Illnesses Tied to Foreign Food Require FDA Funding

Consumers deserve to have safe food, regardless of where it comes from. However, the price to get that safety can be steep.


Nearly 20 percent of all food eaten in the United States comes from other countries, and the number of outbreaks linked to those foods are continuing to rise, a study from the Centers for Disease Control and Prevention and the Food and Drug Administration reports. 

The study reinforces the need for Congress to approve essential funding for implementation of the import provision of the FDA Food Safety Modernization Act, Pew reports. Since starting in 2011, FSMA required companies take steps to prevent contamination of their products and help improve public health. 

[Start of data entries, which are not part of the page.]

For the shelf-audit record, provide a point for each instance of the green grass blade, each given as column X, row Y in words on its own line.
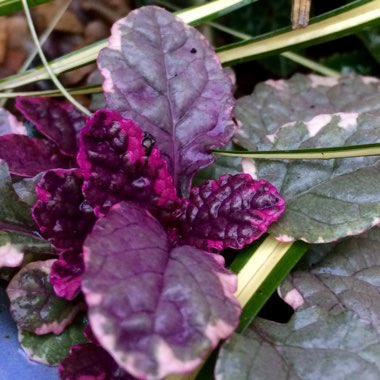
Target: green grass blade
column 88, row 54
column 10, row 6
column 260, row 267
column 260, row 271
column 307, row 154
column 340, row 22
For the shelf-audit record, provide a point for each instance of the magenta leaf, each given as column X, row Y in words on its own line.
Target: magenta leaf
column 58, row 120
column 90, row 362
column 27, row 156
column 61, row 212
column 34, row 306
column 66, row 274
column 119, row 163
column 156, row 310
column 229, row 212
column 175, row 88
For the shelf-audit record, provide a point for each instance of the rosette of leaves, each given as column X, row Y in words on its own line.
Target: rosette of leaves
column 123, row 218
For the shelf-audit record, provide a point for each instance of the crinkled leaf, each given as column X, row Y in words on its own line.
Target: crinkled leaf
column 229, row 212
column 60, row 121
column 51, row 349
column 90, row 362
column 335, row 331
column 156, row 310
column 14, row 245
column 66, row 274
column 27, row 156
column 120, row 163
column 275, row 103
column 9, row 124
column 26, row 189
column 34, row 305
column 62, row 214
column 175, row 88
column 325, row 200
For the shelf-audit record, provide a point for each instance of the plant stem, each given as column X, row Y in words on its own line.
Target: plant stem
column 53, row 77
column 260, row 268
column 308, row 154
column 42, row 40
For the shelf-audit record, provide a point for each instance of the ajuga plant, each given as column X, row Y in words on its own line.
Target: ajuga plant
column 114, row 259
column 135, row 246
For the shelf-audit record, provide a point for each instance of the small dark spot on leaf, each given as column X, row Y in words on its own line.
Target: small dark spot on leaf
column 148, row 143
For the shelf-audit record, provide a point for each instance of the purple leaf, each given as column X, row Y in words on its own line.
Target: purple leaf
column 90, row 362
column 119, row 163
column 230, row 212
column 66, row 274
column 174, row 88
column 61, row 212
column 34, row 306
column 156, row 310
column 58, row 120
column 9, row 124
column 27, row 156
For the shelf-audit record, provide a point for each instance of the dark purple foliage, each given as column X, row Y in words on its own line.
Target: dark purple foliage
column 27, row 156
column 62, row 214
column 165, row 76
column 157, row 310
column 66, row 274
column 58, row 120
column 119, row 163
column 90, row 362
column 229, row 212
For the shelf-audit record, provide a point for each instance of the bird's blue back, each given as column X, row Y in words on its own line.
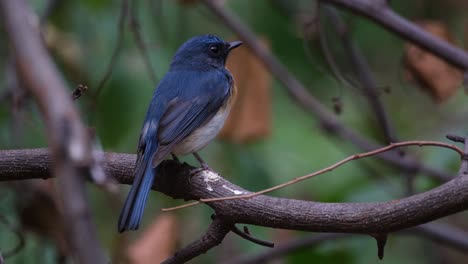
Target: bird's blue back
column 188, row 96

The Foreign Supplier Verification Programs rule was enforced on May 30 and will protect Americans' health by requiring imported foods meet the same safety criteria as those grown in the U.S. The standards will enforce safety requirements for fruits and vegetables for the first time. According to Pew, the enforcement is a key component seeing as 84 percent of illnesses examined by the CDC and FDA were from fruits and vegetables. 

Funding decisions from Congress later this year will determine if the safety system is a success or not. Since FSMA began, Congress has worked to meet the challenge of funding the import program by expanding FDA's capacity to modernize food safety oversight, Pew reports. As lawmakers prepare spending bills, FSMA funding needs to be continued to be seen as a priority. 

During this summer when recalls have been a prominent news story, it is crucial that food needs to be safe, regardless of where it comes from.